Three models of accelerated developmental education are catching on at community colleges, according to WestEd’s Game Changers series. Acceleration cuts the time in remedial courses, letting students enroll more quickly—or immediately—in for-credit courses that lead to a certificate or degree. Acceleration strategies include:
Helping students avoid developmental education whenever possible
Revising the developmental education curriculum to shorten the sequence, align it with transfer-level and career technical coursework, and make it more rigorous
Providing additional student supports that are integrated with coursework
Providing remediation simultaneously with courses that lead to credentials
Customizing and contextualizing remediation along multiple academic and career pathways so that students learn math or language arts concepts based on their specific needs and on their desired instructional programs
Monitoring progress at regular intervals based on demonstrated competency rather than on seat time
“The most essential principle is for faculty to rethink the content of the developmental education sequence,” says Katie Hern, director of the California Acceleration Project, and a Chabot College English instructor.

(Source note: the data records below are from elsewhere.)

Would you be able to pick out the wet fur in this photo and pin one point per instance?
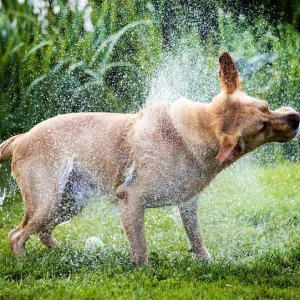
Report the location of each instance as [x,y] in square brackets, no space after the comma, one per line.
[164,155]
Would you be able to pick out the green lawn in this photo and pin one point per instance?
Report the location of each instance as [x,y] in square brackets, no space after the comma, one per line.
[250,217]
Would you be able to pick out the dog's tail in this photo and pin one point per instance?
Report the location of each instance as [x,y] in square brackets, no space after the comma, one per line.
[7,147]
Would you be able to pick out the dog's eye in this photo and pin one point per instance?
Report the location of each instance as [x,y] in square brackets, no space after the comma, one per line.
[264,126]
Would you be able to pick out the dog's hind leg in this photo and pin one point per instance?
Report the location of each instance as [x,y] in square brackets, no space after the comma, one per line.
[40,193]
[132,216]
[190,219]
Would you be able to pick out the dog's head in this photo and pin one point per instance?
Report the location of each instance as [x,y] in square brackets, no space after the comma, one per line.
[243,123]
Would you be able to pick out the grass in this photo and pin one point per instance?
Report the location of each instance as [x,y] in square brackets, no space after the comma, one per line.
[250,217]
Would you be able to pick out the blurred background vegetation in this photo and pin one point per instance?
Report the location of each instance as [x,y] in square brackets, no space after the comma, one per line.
[114,55]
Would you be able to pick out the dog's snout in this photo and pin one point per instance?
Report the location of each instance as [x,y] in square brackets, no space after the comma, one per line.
[293,120]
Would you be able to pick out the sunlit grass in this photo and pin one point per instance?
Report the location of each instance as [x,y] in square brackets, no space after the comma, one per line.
[250,220]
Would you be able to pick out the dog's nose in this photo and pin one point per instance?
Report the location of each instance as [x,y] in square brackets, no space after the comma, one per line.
[293,120]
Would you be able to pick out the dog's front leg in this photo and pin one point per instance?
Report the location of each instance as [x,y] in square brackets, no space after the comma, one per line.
[132,216]
[190,219]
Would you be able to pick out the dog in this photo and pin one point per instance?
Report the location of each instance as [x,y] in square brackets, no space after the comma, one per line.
[166,154]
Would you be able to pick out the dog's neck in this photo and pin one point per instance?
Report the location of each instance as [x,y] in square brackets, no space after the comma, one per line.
[194,123]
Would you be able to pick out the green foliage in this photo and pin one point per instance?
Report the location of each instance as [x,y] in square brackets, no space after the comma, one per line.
[250,219]
[63,68]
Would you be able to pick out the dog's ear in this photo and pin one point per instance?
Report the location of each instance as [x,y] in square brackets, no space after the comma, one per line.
[230,81]
[228,148]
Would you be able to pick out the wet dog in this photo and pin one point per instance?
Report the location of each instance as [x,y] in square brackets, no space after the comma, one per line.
[163,155]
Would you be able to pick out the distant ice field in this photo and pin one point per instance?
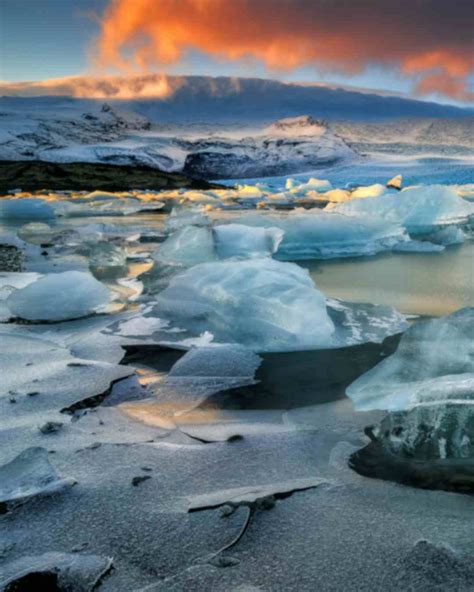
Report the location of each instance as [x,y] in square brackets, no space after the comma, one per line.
[423,170]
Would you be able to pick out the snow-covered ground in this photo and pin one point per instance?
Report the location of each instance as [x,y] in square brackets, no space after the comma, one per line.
[106,134]
[75,130]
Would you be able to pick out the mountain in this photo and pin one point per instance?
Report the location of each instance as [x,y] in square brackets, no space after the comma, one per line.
[107,136]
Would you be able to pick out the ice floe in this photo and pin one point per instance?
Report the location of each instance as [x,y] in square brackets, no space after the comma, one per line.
[58,297]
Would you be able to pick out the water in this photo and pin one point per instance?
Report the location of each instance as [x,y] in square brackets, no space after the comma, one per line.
[424,170]
[414,283]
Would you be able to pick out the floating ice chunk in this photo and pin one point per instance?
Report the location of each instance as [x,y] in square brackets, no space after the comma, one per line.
[74,572]
[419,209]
[228,362]
[415,246]
[36,233]
[466,191]
[237,240]
[260,303]
[434,364]
[249,192]
[319,185]
[248,495]
[185,217]
[28,475]
[451,235]
[141,326]
[337,195]
[187,246]
[26,209]
[361,323]
[369,191]
[107,260]
[395,182]
[58,297]
[9,282]
[315,234]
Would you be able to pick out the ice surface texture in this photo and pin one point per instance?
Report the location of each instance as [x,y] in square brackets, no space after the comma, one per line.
[434,364]
[314,234]
[28,475]
[238,240]
[25,209]
[58,297]
[261,303]
[419,209]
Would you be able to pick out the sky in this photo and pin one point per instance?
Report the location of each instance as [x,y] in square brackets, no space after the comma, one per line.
[422,48]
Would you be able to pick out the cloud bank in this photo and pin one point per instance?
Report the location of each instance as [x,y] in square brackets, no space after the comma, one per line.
[429,41]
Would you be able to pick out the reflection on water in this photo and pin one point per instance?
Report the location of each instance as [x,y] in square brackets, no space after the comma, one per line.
[380,169]
[285,381]
[414,283]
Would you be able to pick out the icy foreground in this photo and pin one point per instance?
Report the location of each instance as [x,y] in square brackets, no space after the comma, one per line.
[109,134]
[427,386]
[419,209]
[433,365]
[59,297]
[174,396]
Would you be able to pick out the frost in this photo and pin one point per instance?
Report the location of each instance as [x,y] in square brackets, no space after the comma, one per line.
[28,475]
[260,303]
[25,209]
[58,297]
[434,364]
[237,240]
[187,246]
[321,235]
[419,209]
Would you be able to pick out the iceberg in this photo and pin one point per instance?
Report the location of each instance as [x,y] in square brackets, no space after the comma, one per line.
[433,365]
[319,234]
[107,260]
[59,297]
[260,303]
[420,210]
[237,240]
[26,209]
[427,385]
[187,246]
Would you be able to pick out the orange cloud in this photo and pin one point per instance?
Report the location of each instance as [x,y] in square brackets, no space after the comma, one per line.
[422,38]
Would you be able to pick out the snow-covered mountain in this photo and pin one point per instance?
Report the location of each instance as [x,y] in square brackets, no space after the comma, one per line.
[453,136]
[105,134]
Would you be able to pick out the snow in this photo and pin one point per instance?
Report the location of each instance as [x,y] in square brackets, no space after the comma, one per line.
[434,364]
[263,304]
[58,297]
[316,234]
[25,209]
[420,210]
[187,246]
[238,240]
[87,131]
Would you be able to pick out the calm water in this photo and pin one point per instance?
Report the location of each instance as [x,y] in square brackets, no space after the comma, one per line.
[427,170]
[415,283]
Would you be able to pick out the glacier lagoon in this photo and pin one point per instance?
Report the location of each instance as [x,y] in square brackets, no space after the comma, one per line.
[188,396]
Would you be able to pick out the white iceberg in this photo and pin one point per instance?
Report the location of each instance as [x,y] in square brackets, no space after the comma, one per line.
[434,364]
[59,297]
[238,240]
[319,234]
[260,303]
[420,210]
[187,246]
[25,209]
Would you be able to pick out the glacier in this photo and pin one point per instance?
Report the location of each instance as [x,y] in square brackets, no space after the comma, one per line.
[420,210]
[58,297]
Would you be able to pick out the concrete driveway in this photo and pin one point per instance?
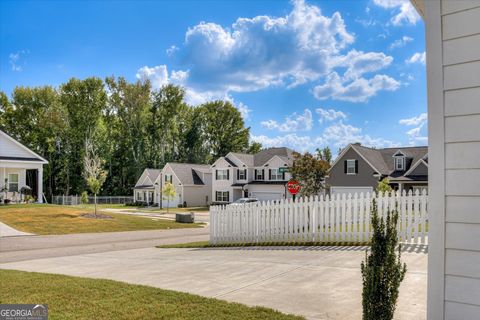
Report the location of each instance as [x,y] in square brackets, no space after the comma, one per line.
[319,283]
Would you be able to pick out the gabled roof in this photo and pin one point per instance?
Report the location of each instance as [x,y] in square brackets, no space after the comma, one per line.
[188,173]
[262,157]
[24,153]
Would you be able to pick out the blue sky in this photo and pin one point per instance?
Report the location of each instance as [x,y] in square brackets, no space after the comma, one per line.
[304,74]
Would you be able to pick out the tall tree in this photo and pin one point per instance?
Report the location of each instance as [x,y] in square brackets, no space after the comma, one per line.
[85,101]
[223,129]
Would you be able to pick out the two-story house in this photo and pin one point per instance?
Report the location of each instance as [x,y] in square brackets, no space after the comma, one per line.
[358,169]
[262,175]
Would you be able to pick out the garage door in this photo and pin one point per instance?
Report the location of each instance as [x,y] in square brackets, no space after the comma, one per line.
[172,203]
[265,196]
[347,190]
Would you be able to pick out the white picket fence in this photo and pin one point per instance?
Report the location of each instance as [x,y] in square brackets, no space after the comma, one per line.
[341,218]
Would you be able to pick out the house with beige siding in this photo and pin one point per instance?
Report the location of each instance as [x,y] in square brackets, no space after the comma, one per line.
[453,77]
[192,182]
[261,175]
[20,169]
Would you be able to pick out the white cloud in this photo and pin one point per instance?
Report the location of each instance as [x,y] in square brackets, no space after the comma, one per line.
[337,135]
[414,121]
[418,57]
[293,123]
[404,11]
[291,140]
[400,43]
[329,115]
[15,59]
[358,90]
[415,134]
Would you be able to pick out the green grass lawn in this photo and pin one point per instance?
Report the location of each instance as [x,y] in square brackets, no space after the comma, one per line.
[54,219]
[82,298]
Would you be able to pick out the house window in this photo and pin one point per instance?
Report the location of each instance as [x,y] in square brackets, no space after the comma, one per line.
[399,163]
[351,167]
[259,174]
[222,196]
[275,174]
[242,174]
[222,174]
[13,182]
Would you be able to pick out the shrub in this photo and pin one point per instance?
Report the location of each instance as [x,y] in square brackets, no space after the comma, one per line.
[382,270]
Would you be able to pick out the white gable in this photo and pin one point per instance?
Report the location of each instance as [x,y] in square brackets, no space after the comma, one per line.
[9,147]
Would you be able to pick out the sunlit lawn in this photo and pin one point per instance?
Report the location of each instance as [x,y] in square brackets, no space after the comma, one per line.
[54,219]
[83,298]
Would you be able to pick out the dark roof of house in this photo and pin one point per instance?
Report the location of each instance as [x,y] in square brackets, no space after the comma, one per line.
[187,173]
[260,158]
[20,158]
[382,159]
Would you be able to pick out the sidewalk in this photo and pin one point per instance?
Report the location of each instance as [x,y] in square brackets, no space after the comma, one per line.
[7,231]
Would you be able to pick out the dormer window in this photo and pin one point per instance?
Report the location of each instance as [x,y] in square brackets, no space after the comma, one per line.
[399,163]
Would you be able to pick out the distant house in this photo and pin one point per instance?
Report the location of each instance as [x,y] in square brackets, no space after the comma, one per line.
[261,175]
[20,168]
[359,168]
[193,183]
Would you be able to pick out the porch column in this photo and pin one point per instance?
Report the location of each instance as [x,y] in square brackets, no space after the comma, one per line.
[40,185]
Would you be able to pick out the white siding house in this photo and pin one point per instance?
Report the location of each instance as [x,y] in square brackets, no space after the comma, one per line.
[453,74]
[192,182]
[15,160]
[239,175]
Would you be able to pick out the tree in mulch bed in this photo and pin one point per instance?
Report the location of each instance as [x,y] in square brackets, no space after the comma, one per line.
[382,270]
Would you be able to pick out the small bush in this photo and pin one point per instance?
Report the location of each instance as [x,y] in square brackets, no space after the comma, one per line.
[382,270]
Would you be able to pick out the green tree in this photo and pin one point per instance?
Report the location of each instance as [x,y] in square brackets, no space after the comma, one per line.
[94,173]
[223,129]
[382,270]
[168,193]
[254,147]
[310,172]
[384,186]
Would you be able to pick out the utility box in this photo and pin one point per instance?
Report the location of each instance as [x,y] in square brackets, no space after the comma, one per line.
[185,217]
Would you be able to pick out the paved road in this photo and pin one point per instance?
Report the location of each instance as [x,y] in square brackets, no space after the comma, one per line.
[37,247]
[319,283]
[7,231]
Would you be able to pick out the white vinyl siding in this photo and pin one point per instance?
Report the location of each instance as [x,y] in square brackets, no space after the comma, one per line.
[222,196]
[399,163]
[275,174]
[13,182]
[222,174]
[351,167]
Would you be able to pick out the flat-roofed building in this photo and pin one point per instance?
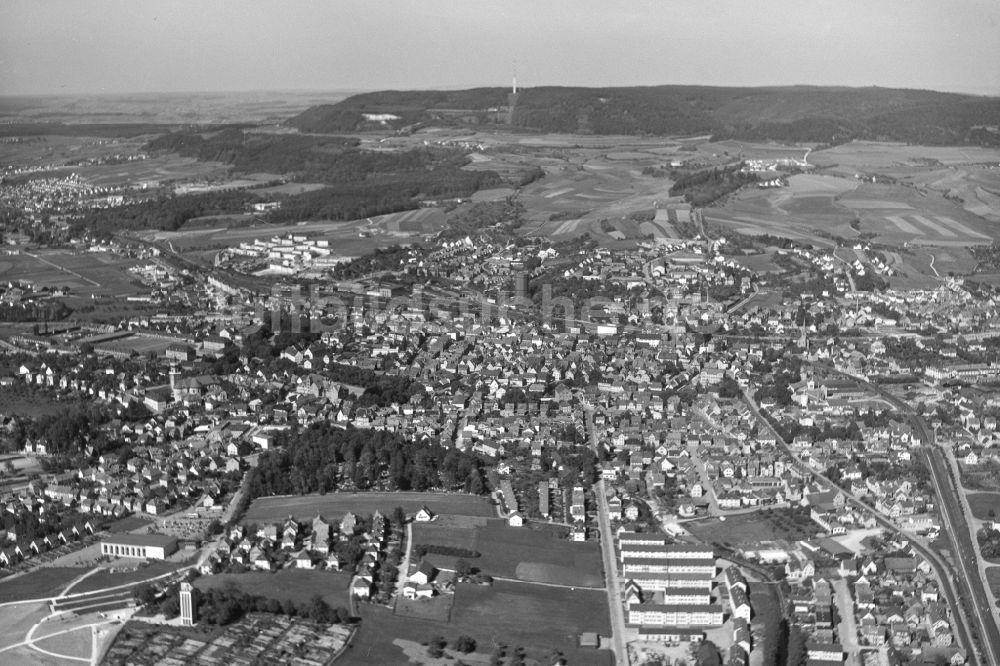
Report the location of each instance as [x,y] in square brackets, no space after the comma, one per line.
[658,582]
[680,615]
[143,546]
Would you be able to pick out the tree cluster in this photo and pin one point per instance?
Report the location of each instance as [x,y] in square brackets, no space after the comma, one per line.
[312,460]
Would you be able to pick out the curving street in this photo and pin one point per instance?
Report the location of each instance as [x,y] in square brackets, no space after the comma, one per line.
[944,572]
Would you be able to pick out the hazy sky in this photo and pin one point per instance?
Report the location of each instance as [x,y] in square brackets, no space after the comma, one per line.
[71,46]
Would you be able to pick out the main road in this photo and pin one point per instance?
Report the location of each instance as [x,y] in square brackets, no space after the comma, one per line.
[971,577]
[952,591]
[608,553]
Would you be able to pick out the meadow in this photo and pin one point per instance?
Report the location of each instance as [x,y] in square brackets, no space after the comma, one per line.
[298,585]
[37,584]
[519,553]
[779,524]
[89,273]
[503,614]
[981,504]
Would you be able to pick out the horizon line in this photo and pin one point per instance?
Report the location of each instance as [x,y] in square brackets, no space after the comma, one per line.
[976,92]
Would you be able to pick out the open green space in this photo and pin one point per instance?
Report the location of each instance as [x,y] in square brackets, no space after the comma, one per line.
[332,506]
[984,506]
[436,608]
[105,578]
[75,644]
[40,583]
[520,553]
[18,401]
[766,525]
[298,585]
[538,618]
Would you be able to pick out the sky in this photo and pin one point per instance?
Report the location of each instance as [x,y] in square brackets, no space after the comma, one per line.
[129,46]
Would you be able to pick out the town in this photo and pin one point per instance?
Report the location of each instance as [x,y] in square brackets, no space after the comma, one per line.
[512,375]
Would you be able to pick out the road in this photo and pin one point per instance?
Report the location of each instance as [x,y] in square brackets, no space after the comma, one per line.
[966,554]
[610,561]
[941,569]
[847,630]
[971,579]
[404,568]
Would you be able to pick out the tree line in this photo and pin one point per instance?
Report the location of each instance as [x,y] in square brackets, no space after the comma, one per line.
[325,458]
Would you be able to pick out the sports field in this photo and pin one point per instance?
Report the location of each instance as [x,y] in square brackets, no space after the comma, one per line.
[332,506]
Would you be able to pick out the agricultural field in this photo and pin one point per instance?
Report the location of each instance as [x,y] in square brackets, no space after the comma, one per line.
[34,404]
[869,154]
[290,189]
[993,579]
[347,239]
[106,578]
[779,524]
[502,614]
[37,584]
[333,506]
[517,553]
[89,273]
[75,645]
[298,585]
[982,504]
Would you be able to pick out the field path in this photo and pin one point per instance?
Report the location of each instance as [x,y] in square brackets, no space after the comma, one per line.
[63,269]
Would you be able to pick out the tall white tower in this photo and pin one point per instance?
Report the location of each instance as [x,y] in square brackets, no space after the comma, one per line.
[188,608]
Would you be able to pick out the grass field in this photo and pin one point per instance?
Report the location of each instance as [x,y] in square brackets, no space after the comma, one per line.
[437,608]
[105,578]
[982,503]
[295,584]
[332,506]
[84,273]
[518,553]
[42,582]
[858,154]
[540,619]
[754,527]
[32,405]
[73,644]
[993,579]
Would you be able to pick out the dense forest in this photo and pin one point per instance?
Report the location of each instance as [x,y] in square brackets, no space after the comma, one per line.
[798,113]
[703,187]
[383,194]
[167,213]
[325,458]
[361,183]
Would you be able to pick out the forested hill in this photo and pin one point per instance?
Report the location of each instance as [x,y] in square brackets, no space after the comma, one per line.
[799,113]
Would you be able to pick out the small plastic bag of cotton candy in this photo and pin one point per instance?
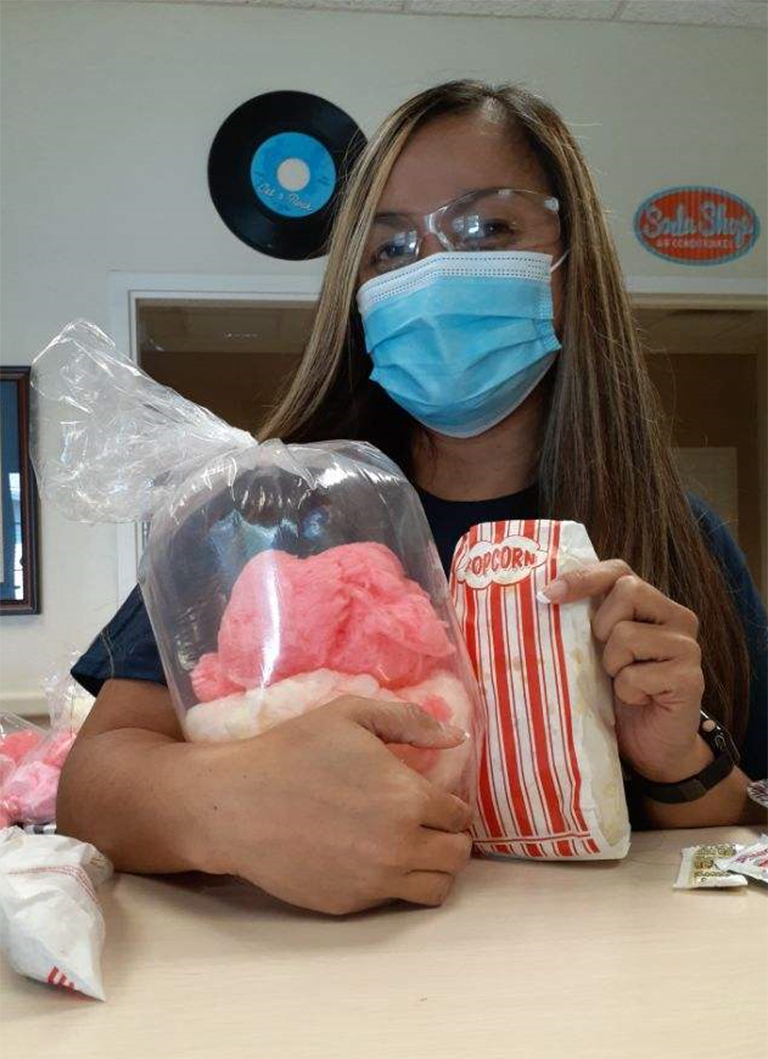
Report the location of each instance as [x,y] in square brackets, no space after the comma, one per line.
[277,577]
[51,922]
[551,784]
[32,757]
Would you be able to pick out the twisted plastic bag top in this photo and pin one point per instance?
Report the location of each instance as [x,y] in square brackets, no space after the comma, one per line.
[108,443]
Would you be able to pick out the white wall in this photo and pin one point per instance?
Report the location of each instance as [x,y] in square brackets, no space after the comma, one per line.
[108,111]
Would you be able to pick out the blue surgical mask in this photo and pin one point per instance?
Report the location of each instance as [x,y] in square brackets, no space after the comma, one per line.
[460,339]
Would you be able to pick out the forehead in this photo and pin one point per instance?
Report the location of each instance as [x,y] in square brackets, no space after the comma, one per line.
[456,154]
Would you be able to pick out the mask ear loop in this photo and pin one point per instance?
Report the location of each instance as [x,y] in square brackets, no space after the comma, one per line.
[559,261]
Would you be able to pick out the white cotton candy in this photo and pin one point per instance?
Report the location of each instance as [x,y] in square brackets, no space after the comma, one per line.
[553,779]
[51,922]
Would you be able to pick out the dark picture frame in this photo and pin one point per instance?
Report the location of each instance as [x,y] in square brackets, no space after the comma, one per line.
[19,574]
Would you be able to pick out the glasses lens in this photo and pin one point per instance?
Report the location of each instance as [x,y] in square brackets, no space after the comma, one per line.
[389,248]
[503,219]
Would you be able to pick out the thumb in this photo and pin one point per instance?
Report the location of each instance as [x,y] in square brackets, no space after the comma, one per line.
[404,722]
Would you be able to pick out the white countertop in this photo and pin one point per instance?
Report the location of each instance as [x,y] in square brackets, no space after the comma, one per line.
[525,959]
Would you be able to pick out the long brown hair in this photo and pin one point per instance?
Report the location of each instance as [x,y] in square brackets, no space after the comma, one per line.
[605,455]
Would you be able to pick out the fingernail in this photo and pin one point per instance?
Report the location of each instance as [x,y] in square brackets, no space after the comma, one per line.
[454,732]
[553,592]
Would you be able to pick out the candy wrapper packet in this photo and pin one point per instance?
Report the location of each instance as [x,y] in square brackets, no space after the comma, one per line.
[277,577]
[550,782]
[750,861]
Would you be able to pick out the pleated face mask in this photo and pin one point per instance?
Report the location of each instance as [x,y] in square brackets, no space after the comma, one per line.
[460,339]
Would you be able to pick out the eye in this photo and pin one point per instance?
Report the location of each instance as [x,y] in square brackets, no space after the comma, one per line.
[486,233]
[393,251]
[390,252]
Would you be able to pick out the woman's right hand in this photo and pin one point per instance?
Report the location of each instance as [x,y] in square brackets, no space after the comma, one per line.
[318,811]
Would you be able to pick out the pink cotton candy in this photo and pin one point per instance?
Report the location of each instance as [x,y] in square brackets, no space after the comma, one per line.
[56,749]
[30,794]
[351,609]
[18,745]
[209,682]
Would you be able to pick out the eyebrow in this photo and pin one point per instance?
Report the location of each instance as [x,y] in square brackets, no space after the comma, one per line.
[391,215]
[388,215]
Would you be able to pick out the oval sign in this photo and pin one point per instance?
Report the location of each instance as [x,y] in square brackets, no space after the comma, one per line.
[696,226]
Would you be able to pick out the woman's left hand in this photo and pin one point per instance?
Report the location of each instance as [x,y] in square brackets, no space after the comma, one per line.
[652,652]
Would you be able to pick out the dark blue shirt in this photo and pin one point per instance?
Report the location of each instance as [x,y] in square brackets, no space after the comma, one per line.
[126,648]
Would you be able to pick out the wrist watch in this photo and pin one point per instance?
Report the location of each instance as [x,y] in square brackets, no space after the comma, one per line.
[718,739]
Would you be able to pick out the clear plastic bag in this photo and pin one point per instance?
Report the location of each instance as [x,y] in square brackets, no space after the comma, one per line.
[275,577]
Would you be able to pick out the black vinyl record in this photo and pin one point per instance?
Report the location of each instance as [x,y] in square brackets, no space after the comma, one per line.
[274,171]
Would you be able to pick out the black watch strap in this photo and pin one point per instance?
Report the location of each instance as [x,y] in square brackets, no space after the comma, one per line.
[718,738]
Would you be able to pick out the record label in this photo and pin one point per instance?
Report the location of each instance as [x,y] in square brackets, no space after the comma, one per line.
[292,174]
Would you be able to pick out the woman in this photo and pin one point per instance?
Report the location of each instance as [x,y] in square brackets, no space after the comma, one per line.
[317,811]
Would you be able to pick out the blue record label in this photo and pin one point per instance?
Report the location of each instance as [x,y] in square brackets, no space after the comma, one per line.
[292,174]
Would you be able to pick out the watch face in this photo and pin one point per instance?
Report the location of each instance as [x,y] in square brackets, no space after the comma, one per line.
[717,737]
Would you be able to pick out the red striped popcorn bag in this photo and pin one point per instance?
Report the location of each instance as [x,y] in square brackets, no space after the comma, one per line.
[550,783]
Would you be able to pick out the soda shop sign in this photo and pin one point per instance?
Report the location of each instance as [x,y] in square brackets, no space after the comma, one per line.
[696,226]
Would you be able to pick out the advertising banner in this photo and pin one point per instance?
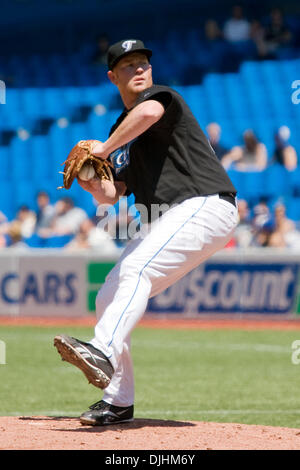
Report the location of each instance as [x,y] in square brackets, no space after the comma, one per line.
[232,288]
[63,284]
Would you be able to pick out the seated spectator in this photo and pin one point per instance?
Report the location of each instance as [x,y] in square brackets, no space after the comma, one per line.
[214,135]
[257,34]
[14,238]
[45,213]
[26,220]
[284,153]
[243,233]
[100,56]
[252,156]
[261,214]
[67,219]
[3,223]
[237,28]
[212,31]
[284,226]
[90,236]
[277,34]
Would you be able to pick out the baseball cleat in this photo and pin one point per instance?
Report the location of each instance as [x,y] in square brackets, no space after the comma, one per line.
[92,362]
[102,413]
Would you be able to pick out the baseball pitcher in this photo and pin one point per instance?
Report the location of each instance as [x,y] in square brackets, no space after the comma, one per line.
[157,151]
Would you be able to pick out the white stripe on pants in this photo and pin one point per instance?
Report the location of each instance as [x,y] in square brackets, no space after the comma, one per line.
[180,240]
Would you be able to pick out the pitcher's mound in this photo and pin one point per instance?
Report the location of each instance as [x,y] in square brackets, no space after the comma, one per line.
[50,433]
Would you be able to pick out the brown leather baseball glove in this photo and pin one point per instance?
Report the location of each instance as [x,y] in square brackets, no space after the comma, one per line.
[79,155]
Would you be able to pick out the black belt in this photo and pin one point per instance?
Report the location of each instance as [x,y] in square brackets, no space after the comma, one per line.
[229,197]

On the English side, I question the way we’ve typically broken out our curriculum—such as teaching grammar first, then the sentence, then you step it up to work on paragraphs for a semester, then personal essays. There are assumptions that academic literacy can be broken into a linear subscale—that leads to a terrible curriculum. At Chabot College, we have a principle that what you need to do is practice the exact things college-level English will ask you to do. It’s the opposite of fragmentation. You are reading books, doing higher-order thinking, and writing essays. And you do that in developmental education classes. Students feel like they’re in a college English class—they just aren’t as good at it yet and they need additional supports.
Community college faculty are well aware of the high failure rates in traditional developmental education and open to new high ideas, say acceleration advocates.
Colleges are rethinking placement exams, concludes a new Jobs for the Future report, Where to Begin? Researchers have found that placement exams have very high stakes and are weak predictors of college success. Furthermore, it’s not clear that developmental classes improve student outcomes. “Many students required to take remedial classes could have succeeded in college-level coursework,” recent studies suggest.
Math and English assessments provide at best a narrow picture of students’ readiness for college. Placement tests do not measure many of the skills needed for college success—including persistence, motivation, and critical thinking. And only some students need most of the assessed math skills.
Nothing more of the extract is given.